[Date Prev][Date Next][Thread Prev][Thread Next][Date Index][Thread Index]

Re: [HTCondor-users] accurate way to query the number of jobs globally



On Fri, Feb 28, 2014 at 03:45:58PM +0100, Pek Daniel wrote:
> Thanks guys!
> 
> Steffen: if you have 10 million jobs, then condor_q have to process
> and stream out to the pipe 10M * 80 (columns per line) = 800MByte of
> data, and after wc -l have to read the whole thing just to get a
> single number in the end. It sounds a bit of overshooting. But it's
> possible that it's the best I can do....

That's where the -constraint enters the stage. (If you actually have
10 million slots in your pool, I'd like to see the central manager
machine...)
And specifying a username would reduce the number of lies further.
Speaking of stale information: the time it takes condor_q to run may
be long enough to give you inaccurate counts as well. TBH I'm not
aware of any *precise* tool, and I never needed one.

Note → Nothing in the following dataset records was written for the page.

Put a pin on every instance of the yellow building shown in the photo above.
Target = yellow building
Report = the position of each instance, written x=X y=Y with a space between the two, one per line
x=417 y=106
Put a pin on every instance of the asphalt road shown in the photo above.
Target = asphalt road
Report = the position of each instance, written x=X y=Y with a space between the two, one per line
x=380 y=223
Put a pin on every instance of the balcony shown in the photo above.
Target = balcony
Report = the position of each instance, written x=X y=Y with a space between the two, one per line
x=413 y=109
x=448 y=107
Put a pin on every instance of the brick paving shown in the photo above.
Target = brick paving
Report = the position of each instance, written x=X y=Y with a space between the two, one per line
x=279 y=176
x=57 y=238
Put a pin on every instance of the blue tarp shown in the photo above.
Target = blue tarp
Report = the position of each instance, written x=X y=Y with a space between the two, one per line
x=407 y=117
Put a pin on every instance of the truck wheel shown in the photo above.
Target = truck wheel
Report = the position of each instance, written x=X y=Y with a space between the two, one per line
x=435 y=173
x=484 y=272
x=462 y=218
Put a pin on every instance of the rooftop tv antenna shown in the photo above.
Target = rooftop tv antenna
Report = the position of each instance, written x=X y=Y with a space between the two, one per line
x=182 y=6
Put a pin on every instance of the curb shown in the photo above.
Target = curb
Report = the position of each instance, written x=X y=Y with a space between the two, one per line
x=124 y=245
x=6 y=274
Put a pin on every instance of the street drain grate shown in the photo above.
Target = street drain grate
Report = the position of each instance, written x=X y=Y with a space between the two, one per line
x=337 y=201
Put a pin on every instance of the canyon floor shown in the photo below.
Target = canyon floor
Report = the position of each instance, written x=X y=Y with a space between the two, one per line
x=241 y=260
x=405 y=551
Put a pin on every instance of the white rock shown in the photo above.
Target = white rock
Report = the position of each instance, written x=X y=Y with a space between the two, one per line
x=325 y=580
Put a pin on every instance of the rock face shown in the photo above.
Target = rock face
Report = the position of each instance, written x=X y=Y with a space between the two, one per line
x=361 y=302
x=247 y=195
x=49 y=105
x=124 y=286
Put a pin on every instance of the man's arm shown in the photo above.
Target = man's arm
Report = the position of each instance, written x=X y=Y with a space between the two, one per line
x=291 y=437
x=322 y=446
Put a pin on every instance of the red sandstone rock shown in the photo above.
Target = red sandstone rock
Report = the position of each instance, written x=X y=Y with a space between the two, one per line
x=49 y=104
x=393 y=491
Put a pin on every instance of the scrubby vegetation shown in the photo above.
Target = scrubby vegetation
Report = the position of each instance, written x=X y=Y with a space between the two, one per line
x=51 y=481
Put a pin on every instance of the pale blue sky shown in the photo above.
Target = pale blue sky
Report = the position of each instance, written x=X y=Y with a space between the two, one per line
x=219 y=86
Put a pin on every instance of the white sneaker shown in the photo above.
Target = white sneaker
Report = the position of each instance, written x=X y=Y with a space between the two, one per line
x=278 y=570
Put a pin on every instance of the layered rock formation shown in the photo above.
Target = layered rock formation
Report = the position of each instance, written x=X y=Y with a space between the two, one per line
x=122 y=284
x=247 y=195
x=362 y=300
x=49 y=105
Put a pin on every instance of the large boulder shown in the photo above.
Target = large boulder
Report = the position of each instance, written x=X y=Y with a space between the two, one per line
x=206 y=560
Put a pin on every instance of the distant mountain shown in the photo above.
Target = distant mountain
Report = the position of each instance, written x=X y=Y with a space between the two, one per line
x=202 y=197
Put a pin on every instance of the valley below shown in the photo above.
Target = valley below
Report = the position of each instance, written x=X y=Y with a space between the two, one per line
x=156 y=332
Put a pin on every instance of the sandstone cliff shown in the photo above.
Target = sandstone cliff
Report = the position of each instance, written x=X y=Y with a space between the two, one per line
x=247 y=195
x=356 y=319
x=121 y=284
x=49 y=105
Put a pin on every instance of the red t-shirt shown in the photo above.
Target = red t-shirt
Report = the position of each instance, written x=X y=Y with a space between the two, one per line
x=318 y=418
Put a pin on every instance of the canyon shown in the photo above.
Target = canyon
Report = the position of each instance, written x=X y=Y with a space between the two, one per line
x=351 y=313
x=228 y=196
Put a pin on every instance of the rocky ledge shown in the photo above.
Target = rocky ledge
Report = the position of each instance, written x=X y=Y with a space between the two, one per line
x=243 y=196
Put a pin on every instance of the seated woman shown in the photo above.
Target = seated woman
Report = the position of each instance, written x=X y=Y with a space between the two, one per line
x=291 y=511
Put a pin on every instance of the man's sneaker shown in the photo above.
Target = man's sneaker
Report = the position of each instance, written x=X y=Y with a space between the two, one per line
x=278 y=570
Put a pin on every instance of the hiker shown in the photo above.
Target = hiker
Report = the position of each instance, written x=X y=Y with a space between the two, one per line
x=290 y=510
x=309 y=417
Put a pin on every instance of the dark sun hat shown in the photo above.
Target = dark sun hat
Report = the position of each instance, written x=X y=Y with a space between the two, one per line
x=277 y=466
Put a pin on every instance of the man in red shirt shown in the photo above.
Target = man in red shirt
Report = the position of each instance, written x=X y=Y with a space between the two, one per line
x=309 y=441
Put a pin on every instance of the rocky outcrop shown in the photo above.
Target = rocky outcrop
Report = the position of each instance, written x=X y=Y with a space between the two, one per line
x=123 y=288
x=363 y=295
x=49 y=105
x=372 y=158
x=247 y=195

> Tim: that's what you have on condor_status -schedd output is most of
> the time stale data. For example when I remove all my jobs from the
> cluster, it still shows wrong numbers for a while (minutes), didn't
> get updated instantly, even if condor_q -global already shows empty
> queue.

AFAICT condor_status -schedd won't tell you about users - it's no "one
size fits all" (even without that delay) - but it provides a nice
summary of available submit machines almost forgotten :)


- S